National: Federal police deployed to states that reject the the performance evaluations; activities to repudiate the educational reform are announced

December 27, 2015

Foto @ Página 3

Photo @ Página 3

On 14 and 15 November, there was held the national exam on teachers’ knowledge, abilities, and competencies that forms part of the performance evaluation.  According to the Teachers’ Professional Docent, 40,303 teachers participated in 25 states of Mexican, comprising almost 97.8% of all teachers.  Following this first performance evaluation, protests raged in at least 10 states, and the Minister for Public Education (SEP), Aurelio Nuño Mayer, decided to dismiss the state delegates from Durango, Tlaxcala, Sonora, Zacatecas, and Morelos, after carrying out the first assessment of the evaluation.

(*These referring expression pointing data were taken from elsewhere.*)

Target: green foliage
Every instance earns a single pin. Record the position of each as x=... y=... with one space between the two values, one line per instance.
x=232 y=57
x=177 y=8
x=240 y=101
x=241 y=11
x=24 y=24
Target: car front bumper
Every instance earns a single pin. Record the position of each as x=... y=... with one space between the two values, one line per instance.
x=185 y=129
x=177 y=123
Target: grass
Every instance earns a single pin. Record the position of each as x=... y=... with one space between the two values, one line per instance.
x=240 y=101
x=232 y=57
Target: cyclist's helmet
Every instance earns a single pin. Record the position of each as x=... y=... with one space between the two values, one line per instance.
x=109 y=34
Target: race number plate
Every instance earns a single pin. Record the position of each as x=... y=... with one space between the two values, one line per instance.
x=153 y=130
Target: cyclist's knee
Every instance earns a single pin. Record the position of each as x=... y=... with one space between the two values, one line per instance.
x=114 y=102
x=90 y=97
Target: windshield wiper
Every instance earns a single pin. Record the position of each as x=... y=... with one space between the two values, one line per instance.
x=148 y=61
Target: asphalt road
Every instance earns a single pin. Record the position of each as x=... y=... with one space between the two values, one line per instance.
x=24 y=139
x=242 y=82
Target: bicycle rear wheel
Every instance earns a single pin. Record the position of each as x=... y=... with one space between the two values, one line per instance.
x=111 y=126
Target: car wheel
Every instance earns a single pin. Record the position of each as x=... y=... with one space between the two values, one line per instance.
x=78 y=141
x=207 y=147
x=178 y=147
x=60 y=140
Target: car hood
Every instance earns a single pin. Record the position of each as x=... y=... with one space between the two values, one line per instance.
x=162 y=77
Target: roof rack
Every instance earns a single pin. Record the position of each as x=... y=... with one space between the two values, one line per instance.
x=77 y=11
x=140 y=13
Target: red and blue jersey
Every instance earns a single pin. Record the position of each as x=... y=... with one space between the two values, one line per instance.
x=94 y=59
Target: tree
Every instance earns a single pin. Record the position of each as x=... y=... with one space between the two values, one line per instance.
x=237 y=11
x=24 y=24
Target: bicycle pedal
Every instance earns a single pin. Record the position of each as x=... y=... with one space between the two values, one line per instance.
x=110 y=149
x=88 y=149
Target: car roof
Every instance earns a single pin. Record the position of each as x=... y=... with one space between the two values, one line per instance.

In Chiapas, teachers affiliated with the National Coordination of Educational Workers (CNTE) mobilized from 13-15 November in marches wherein more than 30,000 teachers participated.  The CNTE teachers indicated that their demands are very clear: “suspension of the educational reform, rejection of punitive evaluations, and liberation for our political prisoners.”  With this last comment, they made reference to the 4 Oaxacan teachers who were arrested and transferred to the Federal Center for Social Readaptation in Altiplano, Mexico State, in October.  Amidst these protests, the evaluations were pushed back until December in Chiapas.

In Michoacán, 5,000 police arrived to the capital Morelia to guarantee that the exam take place on 21-22 November.  It was reported that the federal agents came prepared with anti-riot equipment, shields, and helmets, beyond their weapons.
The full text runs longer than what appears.